A report by experts from 27 national science academies has set out the widespread damage global heating is already causing to people’s health and the increasingly serious impacts expected in future.
Scorching heatwaves and floods will claim more victims as extreme weather increases but there are serious indirect effects too, from spreading mosquito-borne diseases to worsening mental health.
“There are impacts occurring now [and], over the coming century, climate change has to be ranked as one of the most serious threats to health,” said Prof Sir Andrew Haines, a co-chair of the report for the European Academies’ Science Advisory Council (Easac).
However, there were also great benefits from action to cut carbon emissions, the report found, most notably cutting the 350,000 early deaths from air pollution every year in Europe caused by burning fossil fuels. “The economic benefits of action to address the current and prospective health effects of climate change are likely to be substantial,” the report concluded.
The World Health Organization director general, Tedros Adhanom Ghebreyesus, warned in November that climate breakdown was already a health crisis. “We cannot delay action on climate change,” he said. “We cannot sleepwalk through this health emergency any longer.” In December, a WHO report said tackling the climate crisis would save at least a million lives a year, making it a moral imperative to act.
The new Easeac report, The Imperative of Climate Action to Protect Human Health in Europe, assessed the scientific evidence of the effects of global heating on health. Extreme weather such as heatwaves, floods and droughts have direct short-term impacts but also affect people in the longer term. “Mental health effects include post-traumatic stress disorder, anxiety, substance abuse and depression,” the report said.
The scientists were also concerned by the effect of extreme weather on food production, with studies showing a 5-25% cut in staple crop yields across the Mediterranean region in coming decades.
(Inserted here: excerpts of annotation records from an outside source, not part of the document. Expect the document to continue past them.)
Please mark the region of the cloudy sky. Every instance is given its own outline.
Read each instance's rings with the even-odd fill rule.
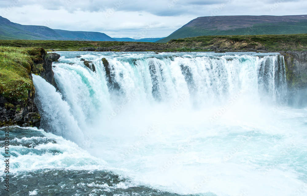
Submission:
[[[306,0],[0,0],[0,16],[22,24],[162,37],[198,17],[305,14]]]

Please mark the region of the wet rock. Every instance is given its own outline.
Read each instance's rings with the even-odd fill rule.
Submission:
[[[84,47],[79,48],[78,50],[80,51],[95,51],[95,50],[94,47]]]
[[[103,67],[106,70],[106,76],[107,83],[109,87],[112,89],[117,90],[120,89],[119,84],[115,80],[115,74],[114,72],[114,68],[111,66],[108,60],[105,58],[101,59]]]
[[[223,53],[226,52],[226,51],[224,50],[220,50],[217,51],[216,51],[215,52],[216,53]]]
[[[58,60],[61,57],[61,55],[60,54],[54,53],[49,53],[48,55],[48,59],[52,60],[52,62],[59,61]]]
[[[84,64],[84,65],[87,67],[93,72],[96,72],[96,68],[95,68],[95,65],[94,65],[94,63],[91,61],[85,61],[85,60],[82,61],[83,61],[83,63]]]

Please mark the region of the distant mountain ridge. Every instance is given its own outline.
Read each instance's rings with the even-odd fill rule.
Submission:
[[[102,33],[70,31],[52,29],[45,26],[22,25],[1,16],[0,24],[0,39],[116,41]]]
[[[159,38],[143,38],[137,39],[133,39],[128,37],[122,38],[113,38],[113,39],[115,39],[116,40],[119,42],[154,42],[160,40],[161,39],[163,39],[165,37],[161,37]]]
[[[307,33],[307,15],[230,16],[199,17],[156,42],[204,35]]]

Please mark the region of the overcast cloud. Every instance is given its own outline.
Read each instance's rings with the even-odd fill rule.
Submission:
[[[306,10],[305,0],[0,0],[0,16],[14,22],[136,38],[166,37],[202,16]]]

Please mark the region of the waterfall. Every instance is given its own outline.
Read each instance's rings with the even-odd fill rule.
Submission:
[[[293,165],[305,164],[297,160],[305,153],[298,136],[305,114],[280,106],[287,87],[278,54],[59,53],[57,89],[33,76],[41,128],[103,160],[131,186],[286,196],[305,182],[303,166]]]
[[[286,99],[283,57],[277,54],[104,54],[81,56],[94,63],[95,72],[76,54],[62,54],[53,68],[59,92],[34,77],[45,129],[58,132],[56,128],[61,127],[65,134],[66,128],[81,132],[115,117],[133,103],[141,110],[163,104],[170,109],[178,105],[208,108],[223,105],[240,91],[253,102],[274,104]],[[117,88],[108,86],[103,57],[109,63]]]

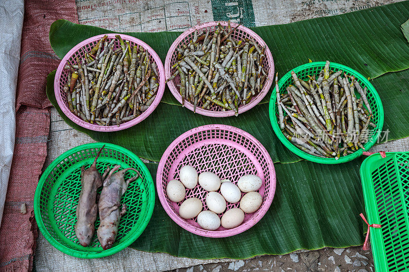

But the report said even small cuts in meat eating could lead to significant cuts in carbon emissions, as well as benefits to health.
The report anticipates the spread of infectious diseases in Europe as temperatures rise and increase the range of mosquitoes that transmit dengue fever and ticks that cause Lyme disease. Food poisoning could also rise, as salmonella bacteria thrived in warmer conditions, the report said. It even found research suggesting antibiotic resistance in E coli increases in hotter conditions.
“We are exposing the whole of the world population to changes in climate, and this is clearly very concerning as we are moving to some extent into uncharted territory,” said Haines, professor of environmental change and public health at the London School of Hygiene and Tropical Medicine.
“We are subjecting young people and future generations to these increasing [health] risks for many hundreds of years to come, if not millennia,” he said. “We have to try to minimise the effects and move towards a low-carbon economy.
“We think reframing climate change as a health issue can help to engage the public because most people are not just concerned about their own health, but about the health of their nearest and dearest and their descendants.
“We think this is a way of mobilising the public and raising concern in a constructive way and increasing the momentum for change.”
Global carbon emissions are still rising but scientists say rapid and deep cuts are needed to limit temperature rises to 1.5C above pre-industrial levels and avoid the worst impacts.